I have been on quite a journey over the last couple of months and now feel I have reached a destination that I feel comfortable in. I will not ever reach my final destination as the joy of life is all the twists and turns. No matter how difficult or up hill the journey, all the pit stops are so fulfilling.
My little boy is growing into a fine young lad and is so eager to be six years old. He has had his own journey especially since the beginning of the summer holidays.
This is our first experience of the six week break and we have both found it hard to some extent. Personally I have struggled with the fact that I do not feel that I am giving him the break that he needs. But also I have realised that even if I am feeling this, it does not make it fact. It is my feeling not his.
He has experienced a long car journey, an amazing castle, sand and sea between his toes. Hugs and giggles with missed family. He has imagined different worlds with friends of all ages, played with toys he does not have at home. He has washed lego in the bath, slept in the clothes he has worn all day.

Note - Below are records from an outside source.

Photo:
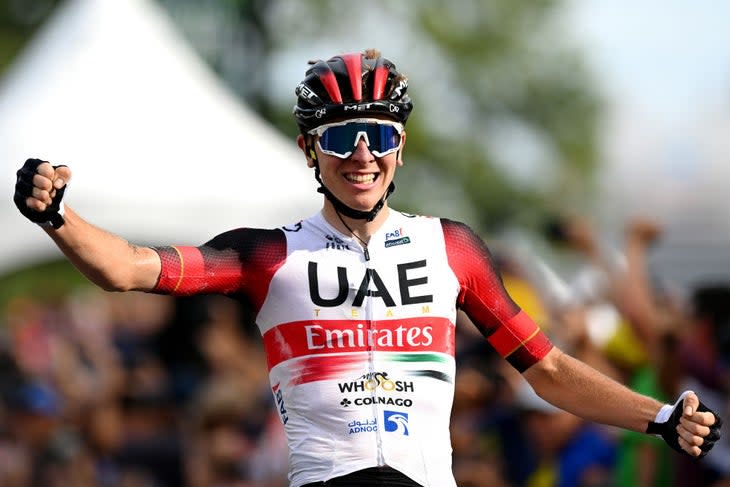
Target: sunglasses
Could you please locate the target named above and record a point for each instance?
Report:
(339, 139)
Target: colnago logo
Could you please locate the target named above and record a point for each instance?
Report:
(396, 237)
(395, 422)
(335, 242)
(376, 380)
(360, 337)
(384, 401)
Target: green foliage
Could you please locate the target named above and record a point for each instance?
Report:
(44, 282)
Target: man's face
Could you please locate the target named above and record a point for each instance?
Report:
(361, 179)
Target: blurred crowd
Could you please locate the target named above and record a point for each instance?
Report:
(139, 390)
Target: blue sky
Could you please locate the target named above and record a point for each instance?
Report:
(670, 59)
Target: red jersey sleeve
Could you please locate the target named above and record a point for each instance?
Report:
(482, 296)
(240, 262)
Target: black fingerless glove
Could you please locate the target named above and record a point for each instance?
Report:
(667, 428)
(53, 214)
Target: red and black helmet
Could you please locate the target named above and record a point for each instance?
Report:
(355, 84)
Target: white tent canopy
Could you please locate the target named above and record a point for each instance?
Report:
(160, 150)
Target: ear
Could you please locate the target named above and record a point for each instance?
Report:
(399, 161)
(307, 149)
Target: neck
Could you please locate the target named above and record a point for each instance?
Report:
(361, 229)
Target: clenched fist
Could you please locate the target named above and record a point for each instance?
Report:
(39, 192)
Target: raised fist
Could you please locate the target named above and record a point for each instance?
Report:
(39, 192)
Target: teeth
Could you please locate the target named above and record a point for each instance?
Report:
(360, 178)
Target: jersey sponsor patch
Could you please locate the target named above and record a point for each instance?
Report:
(304, 338)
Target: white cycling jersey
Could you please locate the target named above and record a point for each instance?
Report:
(361, 350)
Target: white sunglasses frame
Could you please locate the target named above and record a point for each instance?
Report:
(318, 131)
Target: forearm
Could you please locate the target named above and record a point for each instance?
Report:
(579, 389)
(106, 259)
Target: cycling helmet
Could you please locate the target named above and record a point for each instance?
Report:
(357, 84)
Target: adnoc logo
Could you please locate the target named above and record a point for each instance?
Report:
(396, 422)
(396, 237)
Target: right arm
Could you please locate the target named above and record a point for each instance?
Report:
(107, 260)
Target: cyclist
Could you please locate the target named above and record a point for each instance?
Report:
(357, 304)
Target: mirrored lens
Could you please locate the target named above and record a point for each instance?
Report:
(340, 140)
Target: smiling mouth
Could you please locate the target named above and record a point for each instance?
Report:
(361, 178)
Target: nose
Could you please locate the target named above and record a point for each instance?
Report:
(362, 153)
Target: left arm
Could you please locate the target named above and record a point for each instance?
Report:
(579, 389)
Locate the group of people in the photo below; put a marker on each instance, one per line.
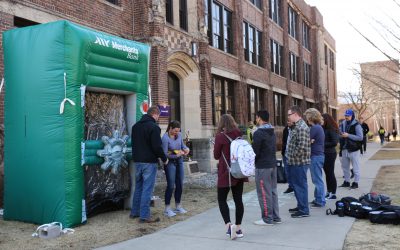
(308, 143)
(148, 147)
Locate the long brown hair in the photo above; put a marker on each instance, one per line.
(226, 124)
(329, 122)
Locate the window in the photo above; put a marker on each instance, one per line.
(293, 60)
(256, 101)
(169, 11)
(274, 11)
(183, 14)
(306, 36)
(296, 102)
(280, 109)
(252, 43)
(276, 53)
(223, 93)
(307, 75)
(256, 3)
(22, 22)
(206, 13)
(115, 2)
(220, 30)
(227, 31)
(174, 96)
(292, 23)
(331, 60)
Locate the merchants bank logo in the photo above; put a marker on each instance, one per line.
(102, 42)
(133, 53)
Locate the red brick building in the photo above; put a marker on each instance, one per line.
(210, 57)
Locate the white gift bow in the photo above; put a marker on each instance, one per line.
(65, 96)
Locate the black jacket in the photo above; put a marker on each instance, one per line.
(365, 128)
(285, 135)
(146, 141)
(331, 140)
(264, 145)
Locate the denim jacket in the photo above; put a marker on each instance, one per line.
(299, 146)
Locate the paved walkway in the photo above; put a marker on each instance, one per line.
(319, 231)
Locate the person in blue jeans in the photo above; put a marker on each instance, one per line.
(317, 137)
(298, 153)
(285, 137)
(175, 149)
(146, 150)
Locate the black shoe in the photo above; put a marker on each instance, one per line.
(354, 185)
(150, 220)
(345, 184)
(299, 214)
(288, 190)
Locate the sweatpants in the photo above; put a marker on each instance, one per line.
(266, 186)
(352, 158)
(237, 193)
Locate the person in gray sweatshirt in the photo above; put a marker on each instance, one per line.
(264, 145)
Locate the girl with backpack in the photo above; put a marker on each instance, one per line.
(227, 127)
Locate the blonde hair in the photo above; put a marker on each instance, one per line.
(313, 115)
(226, 123)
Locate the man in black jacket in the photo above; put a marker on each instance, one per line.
(146, 149)
(365, 133)
(264, 145)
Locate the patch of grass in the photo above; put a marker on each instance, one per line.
(364, 234)
(386, 155)
(112, 227)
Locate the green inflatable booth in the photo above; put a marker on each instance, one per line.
(48, 69)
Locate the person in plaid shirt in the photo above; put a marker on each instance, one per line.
(298, 154)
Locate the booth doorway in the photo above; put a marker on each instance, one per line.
(174, 96)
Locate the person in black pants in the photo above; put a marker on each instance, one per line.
(331, 130)
(365, 133)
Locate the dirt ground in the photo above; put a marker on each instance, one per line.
(364, 234)
(108, 228)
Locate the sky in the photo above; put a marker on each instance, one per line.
(352, 48)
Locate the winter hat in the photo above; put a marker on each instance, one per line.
(349, 112)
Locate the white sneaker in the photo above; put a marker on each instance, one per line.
(262, 223)
(233, 232)
(169, 213)
(180, 210)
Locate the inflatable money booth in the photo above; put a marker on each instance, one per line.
(58, 154)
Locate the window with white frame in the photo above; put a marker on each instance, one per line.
(292, 23)
(276, 53)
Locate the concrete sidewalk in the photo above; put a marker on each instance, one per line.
(319, 231)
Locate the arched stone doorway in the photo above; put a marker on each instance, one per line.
(183, 68)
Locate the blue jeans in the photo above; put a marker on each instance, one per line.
(145, 178)
(299, 180)
(317, 165)
(286, 167)
(174, 173)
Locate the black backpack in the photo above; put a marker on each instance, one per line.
(386, 214)
(375, 200)
(350, 206)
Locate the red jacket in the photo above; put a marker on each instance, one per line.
(222, 144)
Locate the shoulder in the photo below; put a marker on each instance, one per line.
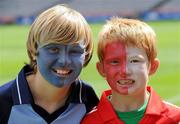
(92, 117)
(6, 91)
(5, 101)
(172, 111)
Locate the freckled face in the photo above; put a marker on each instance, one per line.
(125, 68)
(60, 64)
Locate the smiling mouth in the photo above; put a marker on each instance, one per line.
(125, 82)
(62, 72)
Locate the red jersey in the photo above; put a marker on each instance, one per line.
(157, 112)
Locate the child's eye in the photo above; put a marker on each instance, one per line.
(76, 52)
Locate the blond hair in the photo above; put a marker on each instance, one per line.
(59, 24)
(129, 31)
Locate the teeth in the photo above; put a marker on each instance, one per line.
(123, 82)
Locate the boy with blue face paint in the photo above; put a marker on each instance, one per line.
(48, 90)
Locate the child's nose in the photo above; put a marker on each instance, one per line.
(63, 59)
(124, 70)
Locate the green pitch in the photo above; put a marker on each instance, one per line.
(166, 81)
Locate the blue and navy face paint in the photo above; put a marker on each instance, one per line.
(61, 64)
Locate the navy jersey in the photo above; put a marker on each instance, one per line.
(17, 105)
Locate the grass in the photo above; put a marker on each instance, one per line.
(166, 81)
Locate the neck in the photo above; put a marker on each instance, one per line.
(125, 103)
(46, 95)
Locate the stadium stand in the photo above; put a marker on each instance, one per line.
(24, 11)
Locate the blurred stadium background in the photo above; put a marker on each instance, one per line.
(163, 15)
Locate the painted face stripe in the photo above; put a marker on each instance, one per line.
(123, 59)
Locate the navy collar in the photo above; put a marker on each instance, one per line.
(22, 95)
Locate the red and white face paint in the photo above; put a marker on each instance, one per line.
(125, 68)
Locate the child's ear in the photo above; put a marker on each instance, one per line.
(154, 66)
(100, 69)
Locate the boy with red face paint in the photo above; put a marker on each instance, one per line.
(127, 57)
(49, 90)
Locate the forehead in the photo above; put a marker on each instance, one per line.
(56, 43)
(121, 49)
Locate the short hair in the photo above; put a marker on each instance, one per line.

He came home to a loving household after a week away where he was able to watch television that he is normally not allowed to, visited museums, run through woods, splashed in muddy puddles and not had a bath for over a week.
He still has a birthday party to go to, a fancy dress party to experience, a picnic with school friends and their families. We have a new kite to try out, new shoes and trainers to try on and bring home.
If I was always at home with him, all the amazing things he has been doing probably wouldn't have happened. He is blossoming because of the world around him and the experiences he has had. Mummy is always here at the end of each day. That is what matters.
I sat with him this evening and he asked me to point to my heart. He put his ear to where I pointed and sat listening. "Woooah it goes so fast". When he sat up, "Mummy your turn". He tucked my hair behind my ear so I could listen and sat as still as a statue whilst I heard the joyful beat of his heart. He moved and asked "Can I eat the cold sausage that's in the fridge?"